On July 10th, the Hebrew University in Jerusalem made nearly 3,500 sealed pages of Albert Einstein’s personal correspondence public. Some of the more salacious content in the letters—once deemed “too private for release”—has generated a maelstrom of coverage on blogs and newspapers worldwide.

“Phys-sex Genius” wrote the headline wizards at the New York Post. Fox News posted a story by on-air personality Neil Cavuto to its website, titled, “Albert Einstein: Genius, Stud Muffin.” “E = Einstein, the galactic womanizer,” quipped The Sunday Times, UK. “Albert Einstein, sex-fiend” wrote the popular blog Boing Boing. Even a member of the extended Seed family, the ScienceBlog Pure Pedantry, included a post with the title, “Scientific Pimp.”

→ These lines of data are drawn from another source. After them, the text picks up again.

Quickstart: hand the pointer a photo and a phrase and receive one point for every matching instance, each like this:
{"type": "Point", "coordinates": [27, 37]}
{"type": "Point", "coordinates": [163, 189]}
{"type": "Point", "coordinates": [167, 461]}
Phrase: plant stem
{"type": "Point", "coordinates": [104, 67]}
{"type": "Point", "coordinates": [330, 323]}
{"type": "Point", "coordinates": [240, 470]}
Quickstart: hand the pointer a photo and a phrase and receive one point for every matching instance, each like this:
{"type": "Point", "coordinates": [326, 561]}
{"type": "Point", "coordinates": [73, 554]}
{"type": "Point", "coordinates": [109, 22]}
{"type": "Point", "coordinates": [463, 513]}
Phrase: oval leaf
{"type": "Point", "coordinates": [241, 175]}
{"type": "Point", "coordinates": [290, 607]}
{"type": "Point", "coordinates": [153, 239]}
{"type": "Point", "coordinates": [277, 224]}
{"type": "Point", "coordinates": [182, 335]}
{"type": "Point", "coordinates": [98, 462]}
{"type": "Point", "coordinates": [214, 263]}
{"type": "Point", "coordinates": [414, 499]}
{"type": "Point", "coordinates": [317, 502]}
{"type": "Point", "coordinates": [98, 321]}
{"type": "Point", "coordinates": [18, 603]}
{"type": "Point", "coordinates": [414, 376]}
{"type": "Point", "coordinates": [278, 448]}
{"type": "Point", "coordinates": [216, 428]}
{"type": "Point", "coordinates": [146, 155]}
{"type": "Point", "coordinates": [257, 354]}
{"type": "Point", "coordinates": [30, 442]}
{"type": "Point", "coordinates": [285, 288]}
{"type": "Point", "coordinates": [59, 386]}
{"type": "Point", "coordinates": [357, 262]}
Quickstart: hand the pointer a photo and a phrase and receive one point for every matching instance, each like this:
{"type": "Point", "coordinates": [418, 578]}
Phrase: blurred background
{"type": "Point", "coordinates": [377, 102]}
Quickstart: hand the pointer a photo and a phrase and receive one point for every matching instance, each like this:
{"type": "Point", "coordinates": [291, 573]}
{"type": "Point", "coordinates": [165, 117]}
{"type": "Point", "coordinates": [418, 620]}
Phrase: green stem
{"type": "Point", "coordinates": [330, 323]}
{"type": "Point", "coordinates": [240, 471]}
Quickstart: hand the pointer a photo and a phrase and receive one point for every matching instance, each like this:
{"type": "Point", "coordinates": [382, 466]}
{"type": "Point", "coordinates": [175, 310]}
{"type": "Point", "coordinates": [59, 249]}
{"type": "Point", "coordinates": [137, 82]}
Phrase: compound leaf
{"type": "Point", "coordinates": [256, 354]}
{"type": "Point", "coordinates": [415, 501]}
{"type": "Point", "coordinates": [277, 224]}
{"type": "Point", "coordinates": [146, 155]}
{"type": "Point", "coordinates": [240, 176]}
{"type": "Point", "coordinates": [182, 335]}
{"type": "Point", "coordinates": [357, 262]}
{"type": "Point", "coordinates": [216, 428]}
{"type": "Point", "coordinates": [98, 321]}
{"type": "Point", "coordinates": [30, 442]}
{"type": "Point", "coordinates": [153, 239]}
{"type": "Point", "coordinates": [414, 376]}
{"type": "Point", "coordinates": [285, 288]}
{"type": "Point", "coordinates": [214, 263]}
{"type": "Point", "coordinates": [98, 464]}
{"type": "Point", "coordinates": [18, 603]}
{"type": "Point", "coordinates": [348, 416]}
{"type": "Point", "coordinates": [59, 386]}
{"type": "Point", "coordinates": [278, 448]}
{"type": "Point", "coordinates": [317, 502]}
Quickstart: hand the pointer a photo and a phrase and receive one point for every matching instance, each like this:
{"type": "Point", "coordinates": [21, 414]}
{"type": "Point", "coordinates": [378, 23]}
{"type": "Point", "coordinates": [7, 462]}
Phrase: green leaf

The press and public latched onto the letters’ scant mentions of Einstein’s infidelity like it was the last branch on a long fall. The headline-hungry were genuinely fascinated by the very idea of Einstein in lust, but why? Because they thought he was too busy reinventing physics to chase skirts?

While the aforementioned media outlets are still digesting the idea that physicists could get laid, I think I’ll use take this opportunity to say “I told you so.”

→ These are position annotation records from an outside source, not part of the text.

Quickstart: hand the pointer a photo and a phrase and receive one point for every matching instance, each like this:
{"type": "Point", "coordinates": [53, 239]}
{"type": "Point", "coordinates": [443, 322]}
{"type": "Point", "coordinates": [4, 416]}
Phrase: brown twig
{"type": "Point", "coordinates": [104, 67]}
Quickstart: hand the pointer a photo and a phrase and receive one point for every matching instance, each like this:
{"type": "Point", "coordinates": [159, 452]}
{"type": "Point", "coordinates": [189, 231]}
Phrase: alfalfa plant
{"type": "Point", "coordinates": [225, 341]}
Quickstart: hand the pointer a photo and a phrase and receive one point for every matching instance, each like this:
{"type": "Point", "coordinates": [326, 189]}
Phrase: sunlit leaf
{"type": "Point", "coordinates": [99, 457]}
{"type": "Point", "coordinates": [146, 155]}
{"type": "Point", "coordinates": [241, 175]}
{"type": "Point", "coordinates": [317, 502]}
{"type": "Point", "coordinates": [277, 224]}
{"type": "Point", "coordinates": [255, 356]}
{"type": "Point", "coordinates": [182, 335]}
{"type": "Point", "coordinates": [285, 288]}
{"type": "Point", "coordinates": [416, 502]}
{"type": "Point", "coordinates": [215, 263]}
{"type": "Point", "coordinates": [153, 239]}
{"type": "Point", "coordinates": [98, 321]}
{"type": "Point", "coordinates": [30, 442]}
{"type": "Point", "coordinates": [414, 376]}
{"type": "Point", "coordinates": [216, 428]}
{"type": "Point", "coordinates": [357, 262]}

It’s true: Einstein had many affairs. And the facts of his affairs have been available for years. Indeed, several of his biographers have made light of the fact that Einstein was renowned in his day for his relations amoureuses.

As a younger man, acquaintances described Einstein as “heavily muscled,” having dark, foreign “sun-bright eyes” with a “sensuous” and “fleshy mouth.” A female friend remarked that, “He had the kind of male beauty that, especially at the beginning of the century, caused such a havoc.”  Another friend said he had an effect on women, “as a magnet does on iron filings.”

When Einstein’s first marriage officially dissolved due to “infidelity,” he spent some time deciding whether to shack up with his 42-year-old cousin, Elsa, or her 20-year-old daughter, Ilse. (Such multi-generational dalliances were less frowned-upon back then.) Sensibly, five months after his divorce he married the elder relative, actually disobeying a Swiss court ruling to wait two years.

Not that the marriage changed his ways. As his biographers have noted, the newlywed Einstein quickly succumbed completely to his “weakness for pretty women.”

He was candid with his second wife and family about his many relations: Socialite Toni Mendel would ferry Einstein around in her limousine and openly accompany him to concerts and the theater. Einstein often took another of his girlfriends, Margarete Lenbach, sailing at his country house. After WWII, Einstein carried on an affair with the beautiful Soviet spy Margarita Konenkova, whose husband sculpted a bust of him that now resides in the Institute for Advanced Study in Princeton, NJ.

Each of these women is mentioned in the newly released letters, but what Einstein’s words provide is little more than confirmation of known facts, and perhaps some insight into the mechanism behind his promiscuity.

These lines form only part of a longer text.